Чудовищная рожа, как из болота. В зеленых потеках щеки, лоб, зелень в мокрой бороде и мокрых не расчесанных волосах. Бледно зеленые, лягушачьи, пясти под рукавами свитера.

Аня молчала. Зажатый в руке, бился голосок Вадима:

— …В этом фишка — художественная натура. Подняться над жизнью, над смертью.

С дрожью в голосе, но громко и не сводя с Генриха глаз, Аня сказала куда-то мимо телефона:

— Вадим! Генрих Новосел. На пороге. Весь зеленый.

— Зеленый? В каком смысле? — прошелестел растерянный голос.

Генрих переступил порог и огляделся.

— Интересно… — сказал он на удивление буднично.

— Вадим просил… зайти… — откликнулась Аня с такой же неверной нотой в голосе.

Цепкий взгляд художника опознал вываленные под свет настольной лампы бумаги. Некрологи, где своей собственной, доподлинной рукой он утешал себя в грядущей смерти Александра Александровича Александрова. Аня ощутила мгновение, когда Генрих увидел. Ощутила усилие, которое потребовалось ему для полнейшего… безразличия.

Опасаясь как будто бы потревожить небытие того зачарованного уголка, где в чахлых рисунках запутались черненькие членистоногие слова, — Генрих отвел взгляд, прошел мимо стола и присел, чтобы заняться развалом на полу. Щит, деревянное копье, меч, стрелы — все то, что составляло некогда предмет его геральдической иронии. А теперь вызывало тяжелое, трагическое недоумение.
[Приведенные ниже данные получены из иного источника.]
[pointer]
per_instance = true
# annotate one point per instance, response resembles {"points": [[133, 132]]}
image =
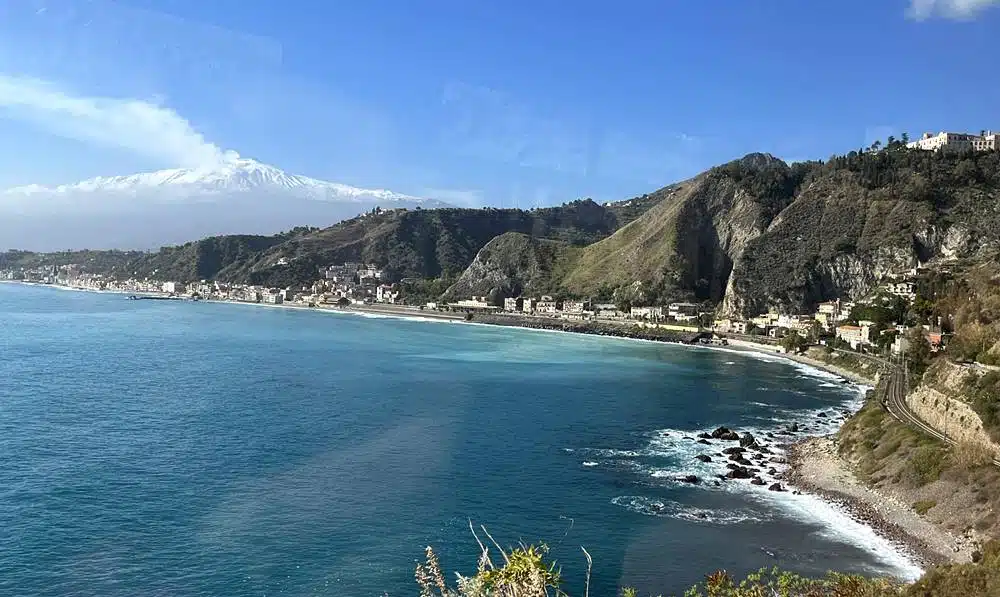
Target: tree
{"points": [[918, 353]]}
Опомнившись, Аня стянула со стола первый попавшийся лист с некрологом и принялась запихивать его, комкая, в карман штанов.

С мечом в руках Генрих вскочил.

— Вадим! — истошно крикнула Аня в телефон и съежилась.

Генрих остановился. Тонкая женская шея. Там — ниже светло-каштанового завитка. Деревянный меч сломал бы позвонки к черту!

— Вадим! — повторила Аня с дрожью. — Ты хотел поговорить с Генрихом. Хотел?

Генрих повел взгляд на свою руку, стиснувшую крестовину меча… Расслабился… И опустил оружие с презрительным равнодушием на лице.

Аня протягивала ему телефон. Он отвернулся, неспешно вставил меч в крепление на стене и только затем занялся телефоном.

— Почему зеленый, Ань? Почему он зеленый? — бился голос Вадима.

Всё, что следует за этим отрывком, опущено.